Scattering gardens are a great option for people looking for a public area in which to scatter their loved one’s ashes. Often, cemeteries have scatter gardens that you can use. They can cost money, but it depends on the scattering garden options in your area.
Memory trees are another potential scattering garden option. A memory tree is a tree that’s been planted for your loved one, with their ashes scattered at the roots during the planting process.
Rest Ashured’s scattering garden is uniquely located in the Blue Ridge Mountains of Virginia, with views of the James River. Memorial stones and memory trees for people’s loved ones are close to the beautiful space.
Having your loved one’s ashes released from an airplane has become very common in recent years. While you’re allowed to travel with cremated ashes in your carry on bag on most airlines, it’s not recommended. And there’s really no way to release the ashes in a sealed passenger plane. This means it’s significantly easier to hire a service specifically for this.
Because of the disparity between the laws across states and localities, and because of the federal regulation of scattered ashes, it can be difficult to figure out what to do. It’s often safest to hire a specialist to scatter the ashes to ensure your loved one gets the final resting place they deserve!

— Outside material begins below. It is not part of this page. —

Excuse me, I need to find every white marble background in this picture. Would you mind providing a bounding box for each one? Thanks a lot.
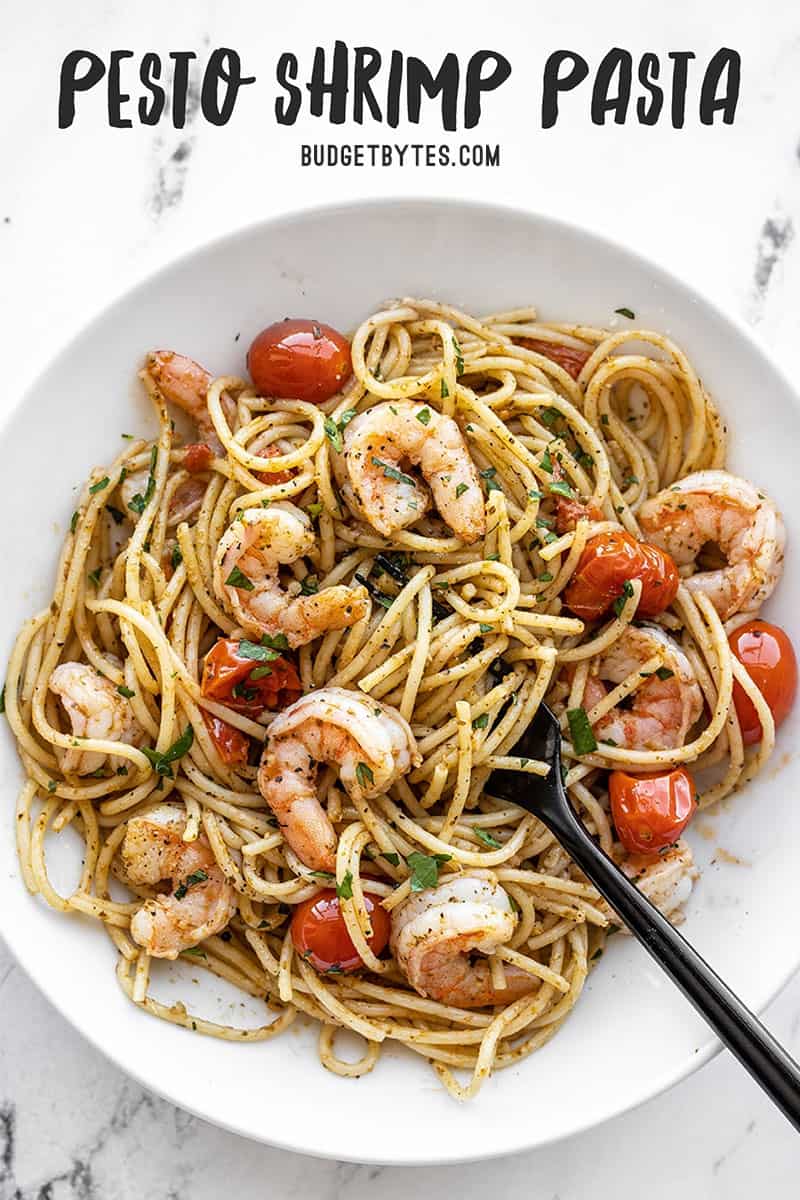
[2,0,800,1194]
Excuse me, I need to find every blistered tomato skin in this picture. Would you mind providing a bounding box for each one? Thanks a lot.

There may come a time when you need to travel with ashes. Whether you are moving, trying to spread them somewhere, or simply transporting them, you may need to look into flight policies to discover the best way to move them.
When doing so, it is important to know the regulations of taking cremated remains on planes, and which companies are more open to it.
Issues for Cremated Remains on Planes
Most containers for ashes, urns, are made out of breakable glass. The TSA recommends that you use cardboard or wooden containers on planes though to avoid breakage. This will also guarantee that the urns can be scanned. Urns that are made out of glass may also contain lead, which makes them impossible to X-ray. If this is the case, the urns will not be allowed on the plane.
However, if you cannot find another way to store the remains, make sure you show up earlier than you normally would. Hopefully, this will give you time to work out any issues with a glass urn before your flight.
Airfare Companies on Cremated Remains
It is also important to know which companies are more open to having cremated remains on their planes. United, Spirit, U.S. Airways, American, and Frontier all allow cremated remains on their planes without any stipulations. Whereas Southwest, Jet Blue, and Delta have a few requirements. Most of these requirements are simply getting permission to carry the remains in advance or making sure it is carry-on luggage, but if you want more information you should consult the companies’ online policies.